To check that your installation works, we provide a script that uses the Aleph Alpha Python client to check if your system has been configured correctly. This script will report which models are currently available and provide some basic performance measurements for those models.

The script and its dependencies can be found in our inference-getting-started package on our Artifactory. To set up the script, you first need to install some dependencies. We recommend setting up a virtual environment for this. Having a virtual environment is not strictly necessary but recommended.

python -m venv venv
. ./venv/bin/activate

With or without virtual environment you can install the necessary dependencies:

pip install -r requirements.txt

Afterwards, you are ready to run our script check_installation.py:

./check_installation.py --token <your-api-token> --url <your-api-url>

The script runs through the following steps:

Show all available models.
Warm-up runs: The first request processed by a worker after startup takes longer than all subsequent requests. To get representative performance measurements in the next steps, a “warm-up run” is conducted for each model with a completion and an embedding request.
Latency measurements: The time taken until the first token is returned is measured for a single embedding request (prompt size = 64 tokens) and a completion request (prompt size = 64 and completion length = 64 tokens).
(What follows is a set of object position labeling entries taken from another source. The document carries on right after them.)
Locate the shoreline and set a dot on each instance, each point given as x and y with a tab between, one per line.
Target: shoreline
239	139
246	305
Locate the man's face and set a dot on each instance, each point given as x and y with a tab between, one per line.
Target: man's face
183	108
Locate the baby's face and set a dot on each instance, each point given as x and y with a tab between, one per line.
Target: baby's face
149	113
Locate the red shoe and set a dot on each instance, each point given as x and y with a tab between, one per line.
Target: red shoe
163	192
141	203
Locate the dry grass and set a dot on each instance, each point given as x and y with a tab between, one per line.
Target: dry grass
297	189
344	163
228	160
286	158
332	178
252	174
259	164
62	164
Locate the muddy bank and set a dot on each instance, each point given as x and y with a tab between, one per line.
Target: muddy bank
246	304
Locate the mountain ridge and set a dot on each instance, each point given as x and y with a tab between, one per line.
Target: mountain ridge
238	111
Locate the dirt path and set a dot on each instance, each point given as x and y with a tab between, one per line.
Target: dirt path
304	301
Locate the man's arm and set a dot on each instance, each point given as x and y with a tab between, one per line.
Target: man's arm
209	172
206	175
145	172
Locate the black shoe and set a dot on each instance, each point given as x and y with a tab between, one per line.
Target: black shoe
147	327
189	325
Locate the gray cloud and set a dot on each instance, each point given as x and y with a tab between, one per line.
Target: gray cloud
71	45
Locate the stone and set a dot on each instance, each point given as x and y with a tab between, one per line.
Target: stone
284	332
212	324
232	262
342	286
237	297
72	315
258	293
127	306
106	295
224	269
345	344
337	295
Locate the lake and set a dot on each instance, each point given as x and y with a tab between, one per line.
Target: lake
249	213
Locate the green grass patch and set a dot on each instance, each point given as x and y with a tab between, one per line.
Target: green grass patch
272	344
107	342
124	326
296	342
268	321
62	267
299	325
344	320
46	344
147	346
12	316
Since embeddings and completions are returned all at once, the latency equals the processing time of a single request.
Throughput measurements: Several clients (number printed in the output) simultaneously send requests against the API. The processing times are measured and the throughput, average time per request etc. calculated.

If you’re only interested in the available models (e.g., to check if the workers are running properly but not for performance testing), you can set the --available-models flag like this:

./check_installation.py --token <your-api-token> --url <your-api-url> --available-models

This will omit warm-up runs, latency, and throughput measurements.